Some time you want to update a single table from different Flat File Sources.
This post shows how to carry out such logic with the assumption all the file are stored in a single directory and they all have the same structure and file formatting.
I have implemented this using two option
1. Using a Temp Data store
2. Using Procedure.
|LOOP||USED TO ASSIGN AND INCREMENT NO OF TIME FLOW HAS TO BE PROCESSED|
|GET_INTERFACE||SOURCE FILE TO BE PROCESSED BY INTERFACE|
|CHECK||USED TO CHECK WHETHER ALL FILES ARE PROCESSED OR NOT AT EVERY LOOP|
All the variable are Alphanumeric and Historize property.
Using Temp Data store
Temporary Interface – FILE_LIST
Get the list of files in the Temporary Datastore in Work schema, so that we can process Interface sequentially based on the list of files.

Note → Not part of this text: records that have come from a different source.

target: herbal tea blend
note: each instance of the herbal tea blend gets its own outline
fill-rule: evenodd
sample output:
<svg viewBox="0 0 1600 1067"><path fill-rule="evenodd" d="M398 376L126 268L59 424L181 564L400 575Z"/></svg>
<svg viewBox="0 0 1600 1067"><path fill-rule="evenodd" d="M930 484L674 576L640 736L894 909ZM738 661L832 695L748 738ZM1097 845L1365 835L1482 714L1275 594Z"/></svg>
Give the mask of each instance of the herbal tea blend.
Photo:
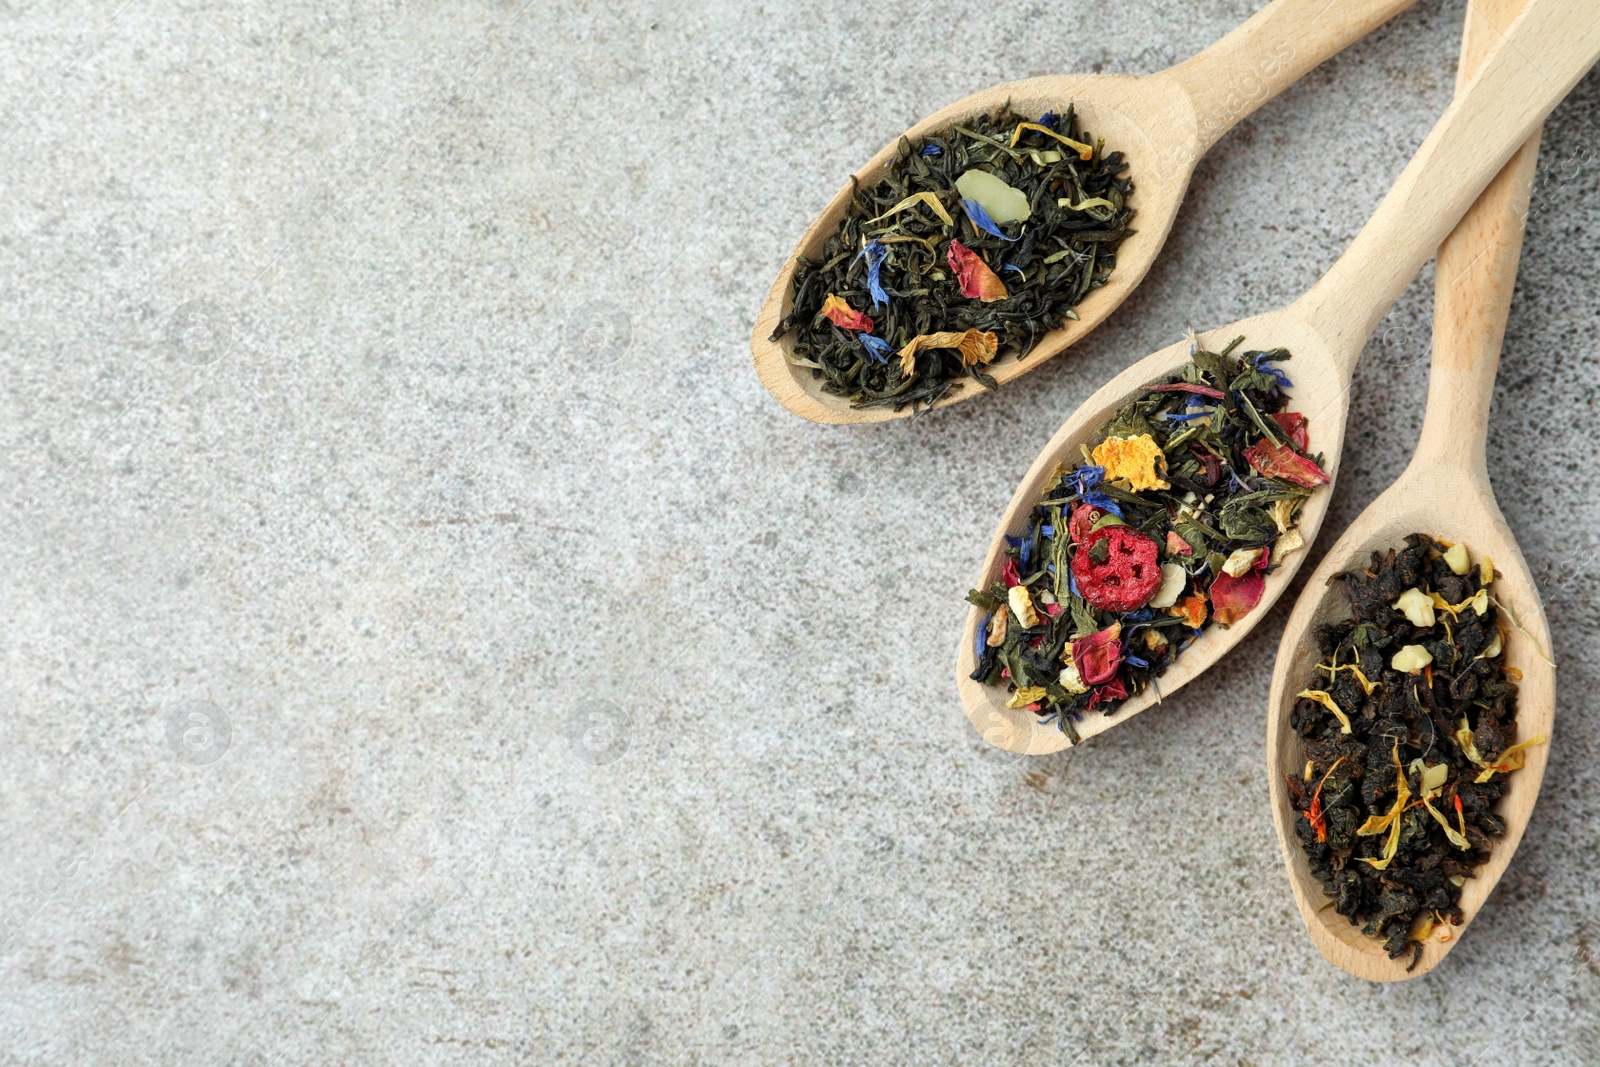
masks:
<svg viewBox="0 0 1600 1067"><path fill-rule="evenodd" d="M1318 634L1323 661L1290 718L1311 874L1390 959L1414 945L1411 967L1460 924L1461 886L1505 833L1505 775L1546 740L1515 740L1520 675L1502 660L1493 579L1488 559L1425 534L1336 575L1353 614Z"/></svg>
<svg viewBox="0 0 1600 1067"><path fill-rule="evenodd" d="M855 407L933 404L983 368L1021 359L1077 318L1129 232L1122 153L1069 109L1038 122L1009 107L915 143L857 186L818 261L801 258L776 341Z"/></svg>
<svg viewBox="0 0 1600 1067"><path fill-rule="evenodd" d="M1003 577L967 600L976 681L1004 685L1073 740L1073 720L1142 692L1213 622L1260 602L1267 572L1303 541L1306 498L1326 485L1307 422L1287 411L1283 349L1206 352L1144 386L1059 471L1008 536ZM1157 690L1159 692L1159 689Z"/></svg>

Next Step is to Assign the variable ‘ LOOP ‘ = 0 (Zero )
Next Step is to get the File Name to be processed the Interface . Refresh the Variable.
Apply the required query so it fetches the next record in the loop.
Here iam getting the ‘ File name ‘ to be processed based on the Loop Number so the First loop will fetch the First file , second loop next file and keep doing so for others.
SELECT FILE_NAME FROM <%=odiRef.getInfo(“DEST_WORK_SCHEMA”)%>.FILE_LIST
The Next step is to use that File and process the Interface. Here in the Model i have used the ‘ Resource Name – #GET_INTEFACE ‘ as i want to get the right file for processing.
Next Step is to Refresh the Variable ‘ Check ‘ ,which checks if all the interface is been processed or not.
In this Step iam checking whether all the interface is been processed or not.
The logic is pretty simple to subtract the Loop value from the Total count , so if i have 10 files in the first loop i would have
Count(*) = 10
Loop = 1 so remaining interface 10-1 =9 to be process and when its Zero i stop the Flow .
SELECT COUNT(*)-#LOOP FROM <%=odiRef.getInfo(“DEST_WORK_SCHEMA”)%>.FILE_LIST
Next Step is to increment the Value of ‘ LOOP’ as there are still interface to be processed.
This is summary of the overall flow.
1. Get the File list into the Temporpary Datastore ( ‘FILE_LIST’)
2. Assign the Loop to Zero
3. Get the Next File to processed.
4. Process the Interface by passing the value from #GET_INTERFACE variable
5. Refresh the Variable Check
6. Check if there are still Files to be processed or not. If so Next step , else Exit .
7. Increment the Loop by 1.
Using ODI Procedure
You can perform the above logic , using an ODI Procedure , instead of a temporary datastore.
I personally would prefer this method as its easy to maintain and modify when required.
The steps are very simple and as follows.
1. Drop the Temporary Table.
2. Create the Temporary table in the Work Schema.
3. Insert the Required File and Values.
DROP TABLE <%=odiRef.getInfo(“DEST_WORK_SCHEMA”)%>.FILE_LIST
CREATE TABLE <%=odiRef.getInfo(“DEST_WORK_SCHEMA”)%>.FILE_LIST
INTO <%=odiRef.getInfo(“DEST_WORK_SCHEMA”)%>.FILE_LIST VALUES (1,’FILE1.TXT’)
INTO <%=odiRef.getInfo(“DEST_WORK_SCHEMA”)%>.FILE_LIST VALUES (2,’FILE2.TXT’)
INTO <%=odiRef.getInfo(“DEST_WORK_SCHEMA”)%>.FILE_LIST VALUES (3,’FILE3.TXT’)
SELECT * FROM dual
[ Note : Please note its a best practise to use a unique work_schema and use in all the Physical schema defination . I have used a common work_schema called ‘ WORK_SCHEMA’ , so when i create all the temporary data store or procedure they are all in the Temporary work schema ‘ WORK_SCHEMA’ . The other good point will be that if any error occurs during the Interface and due to some reason the temporary objects like C$_,I$_ etc dont get dropped and they will be seen in the main table.]